Gaza est détruite au-delà de toute nécessité militaire. © GETTY IMAGES

7-Octobre, un an après: l’Occident en accusation

Gérald Papy
Gérald Papy Rédacteur en chef adjoint

«Le consentement à l’écrasement de Gaza» par Israël de la part des Etats occidentaux restera-t-il comme une honte en regard de l’ordre moral du monde?

La violence, la disproportion et l’indifférence au sort des civils de la réponse israélienne au massacre du 7-Octobre posent légitimement des questions. Elles sont portées, parfois de façon radicale, par Didier Fassin, professeur au Collège de France, dans Une étrange défaite et par l’historien et professeur à l’université Cornell, aux Etats-Unis, Enzo Traverso, dans Gaza devant l’histoire.
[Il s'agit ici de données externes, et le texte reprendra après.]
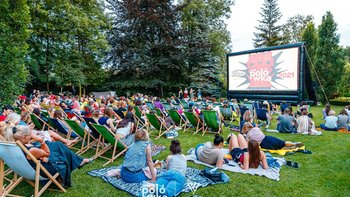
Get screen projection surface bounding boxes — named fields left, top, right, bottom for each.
left=228, top=47, right=299, bottom=91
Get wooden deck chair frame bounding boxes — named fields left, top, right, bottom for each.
left=64, top=119, right=97, bottom=155
left=133, top=106, right=147, bottom=130
left=30, top=113, right=55, bottom=132
left=0, top=141, right=66, bottom=197
left=183, top=111, right=204, bottom=134
left=168, top=109, right=188, bottom=130
left=145, top=113, right=172, bottom=139
left=90, top=123, right=129, bottom=166
left=202, top=110, right=223, bottom=136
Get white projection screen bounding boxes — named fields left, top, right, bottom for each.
left=228, top=47, right=299, bottom=91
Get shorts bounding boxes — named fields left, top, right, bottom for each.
left=230, top=148, right=247, bottom=163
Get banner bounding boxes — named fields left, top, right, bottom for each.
left=228, top=47, right=299, bottom=91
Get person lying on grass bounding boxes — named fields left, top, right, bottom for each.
left=144, top=140, right=187, bottom=197
left=195, top=134, right=224, bottom=168
left=241, top=122, right=303, bottom=150
left=4, top=125, right=91, bottom=187
left=121, top=129, right=156, bottom=183
left=228, top=133, right=268, bottom=170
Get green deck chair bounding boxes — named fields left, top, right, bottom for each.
left=90, top=123, right=129, bottom=166
left=155, top=108, right=165, bottom=117
left=183, top=111, right=204, bottom=134
left=64, top=119, right=97, bottom=155
left=202, top=110, right=223, bottom=135
left=146, top=113, right=171, bottom=139
left=133, top=106, right=147, bottom=129
left=30, top=113, right=57, bottom=133
left=168, top=109, right=187, bottom=130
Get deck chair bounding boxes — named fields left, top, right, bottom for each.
left=133, top=106, right=147, bottom=130
left=30, top=114, right=53, bottom=131
left=0, top=141, right=66, bottom=197
left=90, top=124, right=129, bottom=166
left=146, top=113, right=172, bottom=139
left=64, top=119, right=98, bottom=154
left=243, top=103, right=254, bottom=112
left=82, top=117, right=100, bottom=139
left=220, top=106, right=237, bottom=123
left=49, top=118, right=78, bottom=140
left=180, top=101, right=189, bottom=108
left=145, top=102, right=154, bottom=110
left=168, top=109, right=187, bottom=130
left=183, top=111, right=204, bottom=134
left=163, top=103, right=172, bottom=111
left=239, top=107, right=250, bottom=121
left=255, top=108, right=270, bottom=128
left=202, top=110, right=223, bottom=135
left=155, top=108, right=166, bottom=118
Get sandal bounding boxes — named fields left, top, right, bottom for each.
left=286, top=160, right=299, bottom=168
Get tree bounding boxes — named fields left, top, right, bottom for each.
left=26, top=0, right=109, bottom=93
left=253, top=0, right=283, bottom=48
left=281, top=14, right=313, bottom=44
left=301, top=22, right=318, bottom=64
left=0, top=0, right=30, bottom=105
left=314, top=11, right=345, bottom=99
left=106, top=0, right=184, bottom=96
left=180, top=0, right=233, bottom=96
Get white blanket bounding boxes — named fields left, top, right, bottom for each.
left=186, top=148, right=285, bottom=181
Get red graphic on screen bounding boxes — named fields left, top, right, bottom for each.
left=238, top=51, right=286, bottom=90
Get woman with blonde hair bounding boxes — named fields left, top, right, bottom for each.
left=120, top=129, right=156, bottom=183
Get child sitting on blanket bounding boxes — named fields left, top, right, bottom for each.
left=144, top=140, right=187, bottom=197
left=195, top=134, right=224, bottom=168
left=228, top=133, right=268, bottom=170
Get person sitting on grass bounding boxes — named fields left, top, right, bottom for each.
left=320, top=110, right=338, bottom=131
left=228, top=133, right=268, bottom=170
left=145, top=140, right=187, bottom=197
left=195, top=134, right=224, bottom=168
left=322, top=104, right=332, bottom=119
left=297, top=109, right=322, bottom=135
left=241, top=122, right=303, bottom=150
left=4, top=125, right=92, bottom=187
left=337, top=109, right=350, bottom=131
left=121, top=129, right=156, bottom=183
left=277, top=108, right=297, bottom=133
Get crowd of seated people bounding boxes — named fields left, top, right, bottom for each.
left=1, top=90, right=349, bottom=195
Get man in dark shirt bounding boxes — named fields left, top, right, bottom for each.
left=115, top=101, right=127, bottom=119
left=277, top=108, right=297, bottom=133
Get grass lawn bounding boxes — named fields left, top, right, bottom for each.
left=6, top=105, right=350, bottom=196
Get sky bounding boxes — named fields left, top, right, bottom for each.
left=226, top=0, right=350, bottom=52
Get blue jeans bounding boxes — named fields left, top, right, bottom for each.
left=120, top=167, right=148, bottom=183
left=195, top=144, right=204, bottom=160
left=155, top=170, right=186, bottom=197
left=320, top=124, right=338, bottom=131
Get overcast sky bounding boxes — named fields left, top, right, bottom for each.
left=226, top=0, right=350, bottom=52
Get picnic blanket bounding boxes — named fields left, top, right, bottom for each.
left=87, top=166, right=229, bottom=196
left=151, top=144, right=166, bottom=157
left=261, top=146, right=305, bottom=156
left=186, top=148, right=284, bottom=181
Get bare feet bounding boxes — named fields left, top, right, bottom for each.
left=66, top=139, right=79, bottom=146
left=80, top=158, right=93, bottom=167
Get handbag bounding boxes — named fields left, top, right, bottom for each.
left=201, top=167, right=223, bottom=182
Elles visent, bien sûr, le gouvernement israélien, mais aussi les dirigeants des pays occidentaux, à l’indifférence coupable.

«Le consentement à l’écrasement de Gaza a créé une immense béance dans l’ordre moral du monde», assène ainsi Didier Fassin, qui estime qu’il «laissera une trace indélébile dans la mémoire des sociétés qui en seront comptables». Le blanc-seing accordé au Premier ministre Benjamin Netanyahou et à son ministre de la Défense, Yoav Gallant, pour punir collectivement les Gazaouis, au nom de l’horreur du massacre du Hamas et du droit d’Israël à se défendre, est d’autant plus choquant, pour l’auteur, que la Cour internationale de justice a demandé à Israël, en janvier 2024, de «prendre toutes les mesures en son pouvoir pour prévenir tout acte de génocide», preuve que le risque existe. «Le paradoxe est […] que cette abdication morale des Etats a été justifiée au nom de la morale même», ajoute Didier Fassin, faisant référence à la responsabilité historique des pays européens à l’égard des Juifs après l’Holocauste.

«La destruction de Gaza est l’aboutissement d’un long processus d’oppression et de déracinement.»

C’est pourquoi le professeur au Collège de France estime que «l’acquiescement à la guerre à Gaza et à ses conséquences rend pour longtemps illégitime et inopérante l’invocation des droits humains et de la raison humanitaire par celles et ceux qui ont participé à cette abdication morale» et que l’image d’Israël sera durablement et profondément dégradée par cette guerre.

Enzo Traverso en donne sa vision, tout aussi dévastatrice pour le crédit de l’Etat hébreu: «La bande de Gaza, territoire habité par 2,4 millions de personnes soumises à une ségrégation totale depuis douze ans, est donc devenue le berceau du mal, où des assassins sans scrupules agissent en toute impunité, transformant les civils en « boucliers humains ». La réalité, c’est que la destruction de Gaza est l’aboutissement d’un long processus d’oppression et de déracinement.» Lui aussi questionne l’Occident pour ce «permis de tuer» accordé aux soldats israéliens et pour cette indifférence face à «une destruction unilatérale, continue, inexorable». Le double standard appliqué à l’Ukraine et à la Palestine «suscite l’incompréhension et l’indignation de la planète entière», rappelle Enzo Traverso. L’Occident s’en remettra-t-il?